In the late-1960s and early-1970s my father was a home builder in Christchurch, designing his own houses with beautiful wooden beam ceilings popular at the time, ownership flats, and standard houses. He unfortunately had to place the business into voluntary liquidation around 1978 when the economy and building sector in particular were hit by the quadrupling of oil prices over 1973/74, loss of export market access as the UK entered the Common Market in 1973, and very poor policy formation by the NZ government.
Mum naturally got depressed about the situation and sensibly went to the doctor. I asked her what he said. She said he told her to go and read a book. I asked what book? She said the Grapes of Wrath by John Steinbeck. I asked what is that about? She said go find out for yourself. So, I did.
I discovered it was about the experiences of common people during the 1930s Great Depression in the United States and the dustbowl in Oklahoma caused by inappropriate farming techniques. I found stories about the Great Depression to be fascinating and eventually discovered Tony Simpson’s book “The Sugarbag Years” which chronicled the experiences of Kiwis living through the Great Depression.
I was fascinated by the concept of an economy and economic failure and decided to pursue a study of economics from my sixth form year at high school in Christchurch.
I have always had more interest in conveying what is happening in the economy and its implications to average people as investors, home buyers, and business owners than to government policy advisers and corporates. Perhaps this reflects this simple desire.
If someone speaking the language of my father had said to him in the mid-1970s something along the lines of the following we might not have lost everything come 1978. “Barry, this place is going to hell in a high cart. It might be a good idea to put expansion plans on hold, not start up new projects when old ones finish, and see how this government’s mess pans out.”
My aim then has always been to inform the common person about what is going on in terms they can understand.
I left corporate life in September 2019, took a two week break, then commenced writing a new weekly publication discussing the economy as I had done with a similar weekly from 1998 whilst at the BNZ. I initially distributed it free to a small group of people who contacted me when I exited BNZ and numbers signing up slowly grew by on average 80 a week.

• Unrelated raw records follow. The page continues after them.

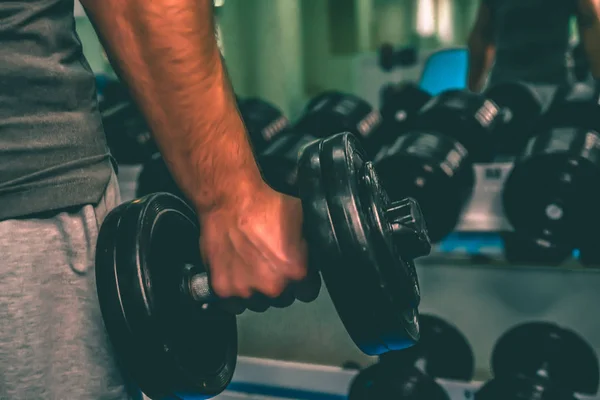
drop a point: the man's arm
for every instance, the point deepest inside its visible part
(588, 24)
(481, 48)
(167, 53)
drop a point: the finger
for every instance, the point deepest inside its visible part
(268, 282)
(233, 305)
(264, 276)
(258, 303)
(286, 298)
(308, 289)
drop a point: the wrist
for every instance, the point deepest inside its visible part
(231, 190)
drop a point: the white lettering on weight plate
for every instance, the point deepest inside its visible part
(369, 123)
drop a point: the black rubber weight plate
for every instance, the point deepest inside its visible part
(353, 278)
(323, 245)
(525, 348)
(169, 345)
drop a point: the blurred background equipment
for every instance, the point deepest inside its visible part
(442, 352)
(541, 360)
(551, 196)
(451, 132)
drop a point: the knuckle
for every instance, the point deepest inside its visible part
(242, 289)
(297, 272)
(221, 286)
(272, 288)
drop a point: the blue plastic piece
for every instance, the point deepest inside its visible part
(445, 69)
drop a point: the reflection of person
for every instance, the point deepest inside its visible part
(57, 182)
(528, 40)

When the first nationwide lockdown started at the end of March 2020 people were floundering around for some understanding as to what was going on. So, I obliged by writing as much as I could get down in my weekly and in the media about the likely economic impact.
As I did during the Global Financial Crisis of 2008-09, I took the approach not of highlighting all the bad things and potential bad scenarios, but the many factors helping to insulate our economy and the things businesses might want to do to get through the period of weakness.

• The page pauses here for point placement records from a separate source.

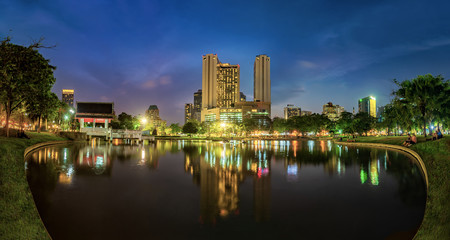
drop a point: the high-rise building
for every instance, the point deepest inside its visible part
(242, 97)
(67, 96)
(368, 105)
(209, 81)
(188, 112)
(380, 113)
(262, 79)
(290, 111)
(197, 111)
(333, 112)
(227, 85)
(152, 114)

People seemed to like the material and when the lockdown started there were about 2,000 people signed up to receive my free weekly Tony’s View publication. Come the end of the seven weeks the number was almost 10,000. The number now is around 31,000 net of Unsubscribes and bounces.
As numbers soared, I realised I could gather useful coalface information on the state of the economy and the housing market in particular. So, in April 2020 I started a monthly survey of real estate agents, now sponsored by NZHL. In June I started a survey of mortgage advisers now sponsored by mortgages.co.nz, and my monthly Spending Plans Survey.

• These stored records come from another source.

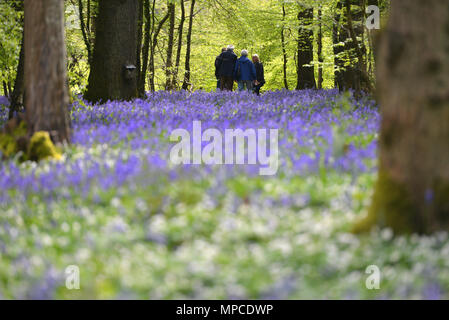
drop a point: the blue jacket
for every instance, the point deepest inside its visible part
(225, 63)
(247, 70)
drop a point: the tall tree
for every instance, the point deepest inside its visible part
(412, 192)
(154, 42)
(186, 82)
(179, 47)
(320, 48)
(337, 47)
(140, 23)
(284, 50)
(114, 73)
(85, 28)
(305, 71)
(19, 84)
(146, 47)
(171, 36)
(45, 69)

Later, in June 2021 I started a survey of residential property investors, now sponsored by Crockers Property Management.
All along the way I engaged in paid speaking engagements initially online during the first lockdown then a mixture of webinars and in-person presentations ever since. I also accepted engagements from media and other businesses in the wealth management and property sectors to write regularly for their clients.
In my weekly publication I also run advertisements which are priced to emphasise long-term cobranding rather than market-driving product placements.
I studied economics and maths at University of Canterbury from 1980-84, graduating with a Master of Arts with First Class honours.
Within three weeks of my last exam in 1984 I did as thousands of Kiwis were doing back then and moved to Australia, taking up a research position with the Reserve Bank of Australia in Sydney. The work was exceedingly boring, and I left after five months and late in 1985 started as a graduate trainee in Sydney with Westpac.
Between leaving the RBA and joining Westpac I did a contract for the NSW Bureau of Crime Statistics and Research examining the prostitution industry in the state. This was a nice follow on to my work from 1982-84 for the Alcoholic Liquor and Advisory Council in NZ looking at the economic cost of alcohol abuse in NZ.
At Westpac, after a few months in a branch, I shifted to the Economics Department. Come mid-1987 I shifted back to New Zealand for two reasons. First, the NZ economy was being heavily reformed and we no longer seemed to be on the way to qualifying to join the Soviet Union. Second, I wanted some land and the thought of having to commute for 2-3 hours from the outskirts of Sydney did not appeal – neither did the dominance of gum trees.
I worked in Westpac’s economics department in Wellington from 1987 to 1992, mainly in the dealing room where for 18 months until I left mid-1992 I spoke each morning with journalist Paul Holmes about exchange rates and the economy.
In 1992 I left Westpac to join share broking firm Garlick and Co as their sole economist, and a year later in 1993 shifted to BNZ as Deputy Chief Economist. I was appointed Chief Economist in December 1994 and held that position until I left in 2019.